There was no guarantee that the house would have water. Maybe this whole thing was a fool’s errand.
She walked back to the old cellblock and looked inside the individual cells. Cobwebs hung from all the doorways and the building stank of urine. Watching out for venomous spiders, she examined each cell for anything she could possibly use.
There was a lot of garbage on the floor but the paper waste was mildewed and fit for nothing. There were a few crushed beer cans with liquid inside. She was so desperate she was tempted to pour the contents into her mouth. She decided that if she couldn’t get into the house, she’d risk being poisoned and do just that so she could have at least some liquid in her system for the journey to the beach.
Back into the courtyard.
The waning sickle moon slipped out from behind a solitary cloud and for a moment she got a really good view of the old guardhouse. There were no bars on the floors of the upper windows. If she could find a way up there to that second floor…
She wondered what time it was. How long she had been away? One hour? Two?
On the north side of the guardhouse there was a narrow veranda with a rocking chair and a wicker chair. The rocking chair was useless, but perhaps she could stand on the wicker chair and climb up one of the columns to the second-floor balcony. From there it would be comparatively easy to get to one of the windows, break it, open it, and enter the guardhouse.
Heather picked up the wicker chair. It was not as light as she’d been expecting and she had some trouble carrying it around to the side of the veranda. She pushed it down hard into the sandy soil and leaned it against the wooden pillar holding up the balcony.
She estimated the distance from the top of the seat to the iron railing on the second floor balcony as about six feet. If she stretched her arms and didn’t fall off the chair and was strong enough, she could pull herself up.
Standing on the seat, she tentatively put one foot on one armrest and then the other foot on the other, and when she was certain that the chair was not going to slip from underneath her, she placed one foot on the back of the— The chair slipped and she tumbled backward into the sand with a mild whump. “Ow,” she said and put her hand over her mouth.
It wasn’t as bad as falling off the tree into the red dirt.

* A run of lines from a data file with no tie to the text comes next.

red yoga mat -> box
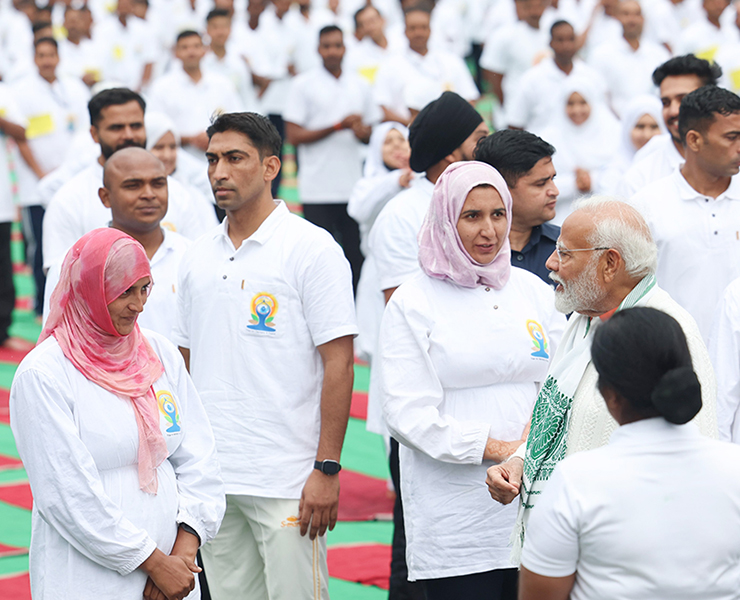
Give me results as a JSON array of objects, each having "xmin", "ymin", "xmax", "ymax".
[
  {"xmin": 327, "ymin": 544, "xmax": 391, "ymax": 590},
  {"xmin": 0, "ymin": 483, "xmax": 33, "ymax": 510},
  {"xmin": 338, "ymin": 469, "xmax": 395, "ymax": 521}
]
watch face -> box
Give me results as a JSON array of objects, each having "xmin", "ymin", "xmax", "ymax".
[{"xmin": 321, "ymin": 460, "xmax": 342, "ymax": 475}]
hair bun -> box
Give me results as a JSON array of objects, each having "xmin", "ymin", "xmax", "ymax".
[{"xmin": 650, "ymin": 367, "xmax": 702, "ymax": 425}]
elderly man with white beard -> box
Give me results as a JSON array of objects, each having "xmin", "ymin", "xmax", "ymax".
[{"xmin": 486, "ymin": 196, "xmax": 717, "ymax": 558}]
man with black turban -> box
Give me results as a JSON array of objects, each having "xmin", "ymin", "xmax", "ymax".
[{"xmin": 368, "ymin": 92, "xmax": 488, "ymax": 600}]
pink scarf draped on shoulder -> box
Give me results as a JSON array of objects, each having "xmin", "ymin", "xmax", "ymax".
[
  {"xmin": 39, "ymin": 228, "xmax": 167, "ymax": 494},
  {"xmin": 418, "ymin": 161, "xmax": 511, "ymax": 290}
]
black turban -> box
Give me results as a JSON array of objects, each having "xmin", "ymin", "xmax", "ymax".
[{"xmin": 409, "ymin": 92, "xmax": 483, "ymax": 173}]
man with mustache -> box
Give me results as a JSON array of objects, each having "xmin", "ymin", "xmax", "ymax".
[
  {"xmin": 619, "ymin": 54, "xmax": 722, "ymax": 198},
  {"xmin": 486, "ymin": 196, "xmax": 717, "ymax": 551},
  {"xmin": 42, "ymin": 88, "xmax": 216, "ymax": 270}
]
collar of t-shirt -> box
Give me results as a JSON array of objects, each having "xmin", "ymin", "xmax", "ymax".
[
  {"xmin": 673, "ymin": 163, "xmax": 740, "ymax": 201},
  {"xmin": 214, "ymin": 200, "xmax": 290, "ymax": 252}
]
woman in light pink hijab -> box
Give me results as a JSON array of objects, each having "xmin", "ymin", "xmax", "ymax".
[
  {"xmin": 373, "ymin": 162, "xmax": 565, "ymax": 600},
  {"xmin": 10, "ymin": 229, "xmax": 225, "ymax": 600}
]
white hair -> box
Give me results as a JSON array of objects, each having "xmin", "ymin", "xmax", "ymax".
[{"xmin": 574, "ymin": 195, "xmax": 658, "ymax": 277}]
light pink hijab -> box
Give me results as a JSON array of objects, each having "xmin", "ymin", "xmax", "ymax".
[
  {"xmin": 418, "ymin": 161, "xmax": 511, "ymax": 290},
  {"xmin": 39, "ymin": 228, "xmax": 167, "ymax": 494}
]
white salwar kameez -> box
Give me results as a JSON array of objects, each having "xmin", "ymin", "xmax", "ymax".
[
  {"xmin": 10, "ymin": 331, "xmax": 225, "ymax": 600},
  {"xmin": 374, "ymin": 269, "xmax": 565, "ymax": 580}
]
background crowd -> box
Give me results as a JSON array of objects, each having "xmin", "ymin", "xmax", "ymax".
[{"xmin": 0, "ymin": 0, "xmax": 740, "ymax": 600}]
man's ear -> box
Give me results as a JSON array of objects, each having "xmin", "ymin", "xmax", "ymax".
[{"xmin": 98, "ymin": 188, "xmax": 110, "ymax": 208}]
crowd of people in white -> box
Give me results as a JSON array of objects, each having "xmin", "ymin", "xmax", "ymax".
[{"xmin": 0, "ymin": 0, "xmax": 740, "ymax": 600}]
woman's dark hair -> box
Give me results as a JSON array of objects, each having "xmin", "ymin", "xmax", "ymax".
[{"xmin": 591, "ymin": 307, "xmax": 702, "ymax": 425}]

She lay there in the sandy grass and looked at the stars. She stared at the starless space called the Coalsack. You couldn’t see that in the Northern Hemisphere. At Uluru, a guide had explained that it was a nebula, a vast dust cloud many light-years across. To the Aboriginal peoples, it had looked like the head of an emu. She closed her eyes. She was alone here in the nothing, but it was OK. Solitude was an old friend that welcomed her after all these months with kids and their friends and their mommies. It would be so easy just to keep her eyes closed. Just to lie here on the sand all night. Eventually, without water, all her systems would begin to shut down. Her kidneys would stop working and her heart would slow, and maybe, if she was lucky, it would just stop completely.
None of this was her responsibility.
She was just a kid herself.
She was twenty-four, but really, she was younger than that. She’d left home only a few years ago. She hadn’t really wanted to come to this island. The kids wanted koalas and she’d been trying once again to get them on her side.
The kids were not her kids.
They didn’t like her very much. In fact, they barely tolerated her. They weren’t her problem.
What was the difference anyway between dying here and dying in some trailer in the woods decades from now. It was all the same groove. The universe wouldn’t even blink.